The contact plugs 170 may have a shape corresponding to the channel structures CH or a shape corresponding to the isolation region MS. Each of the contact plugs 170 may include an upper region penetrating through the first to third gate structures GS1-GS3, respectively, and a lower region extending with the upper region and disposed below the upper region. The upper region may have a bent portion of which a width may be discontinuously changed below the horizontal insulating layer 101, as illustrated in FIG. 2A. The lower region may penetrate through the horizontal connection portion 121 and the lower gate structure GSL, and may have a bent portion of which a width may change discontinuously on an interfacial surface between the horizontal connection portion 121 and the lower gate structure GSL. The lower region and the upper region may have a sloped side surface of which a width may decrease downwardly from each gate structure GS due to an aspect ratio, and may have a cylindrical shape. A slope direction of the upper region and the lower region in each gate structure GS may be opposite to a slope direction of the lower insulating region SS. Each of the contact plugs 170 may include a landing region having a width extending in a lower portion, but example embodiments are not limited thereto.

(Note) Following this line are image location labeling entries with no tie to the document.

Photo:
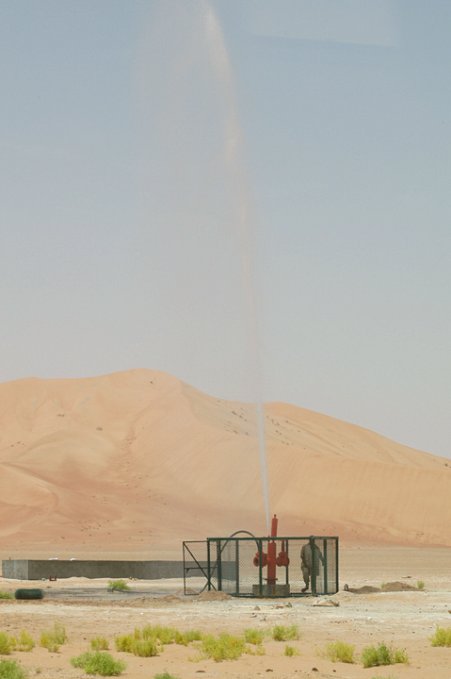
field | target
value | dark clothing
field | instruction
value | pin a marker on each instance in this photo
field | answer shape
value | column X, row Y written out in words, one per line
column 307, row 562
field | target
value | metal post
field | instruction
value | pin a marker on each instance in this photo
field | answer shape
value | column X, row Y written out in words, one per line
column 208, row 566
column 260, row 568
column 313, row 573
column 237, row 565
column 336, row 564
column 218, row 556
column 184, row 570
column 326, row 567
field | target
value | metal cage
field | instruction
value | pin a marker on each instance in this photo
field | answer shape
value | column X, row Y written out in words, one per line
column 236, row 565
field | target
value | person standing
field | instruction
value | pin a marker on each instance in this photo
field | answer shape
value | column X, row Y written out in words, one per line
column 311, row 557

As illustrated in FIG. 2A, each of the contact plugs 170 may have a horizontally extend shape in the contact region 130P. The contact plug 170 may include a vertical extension portion 170V extending in the Z-direction and a horizontal extension portion 170H extending horizontally from the vertical extension portion 170V and in contact with the gate electrode 130. The horizontal extension portion 170H may be disposed along a circumference of the vertical extension portion 170V, and the entire side surface may be surrounded by the gate electrode 130. A length from a side surface of the vertical extension portion 170V to an end of the horizontal extension portion 170H may be smaller than a length from a side surface of the vertical extension portion 170V to external side surfaces of the contact insulating layers 160. The contact plugs 170 may be spaced apart from the gate electrodes 130 below the contact regions 130P, for example, the gate electrodes 130 not electrically connected to each other, by the contact insulating layers 160.

The contact plugs 170 may include at least one of a conductive material, for example, at least one of tungsten (W), copper (Cu), aluminum (Al), and alloys thereof. In some example embodiments, the contact plugs 170 may include a barrier layer extending along a side surface and a bottom surface, or may have an air gap therein.

The contact insulating layers 160 may be disposed to surround side surfaces of each of the contact plugs 170 below the contact regions 130P. The contact insulating layers 160 may be spaced apart from each other in the Z-direction around each of the contact plugs 170. The contact insulating layers 160 may be disposed on substantially the same level as a level of the gate electrodes 130, respectively. The contact insulating layers 160 may include an insulating material, for example, at least one of silicon oxide, silicon nitride, or silicon oxynitride.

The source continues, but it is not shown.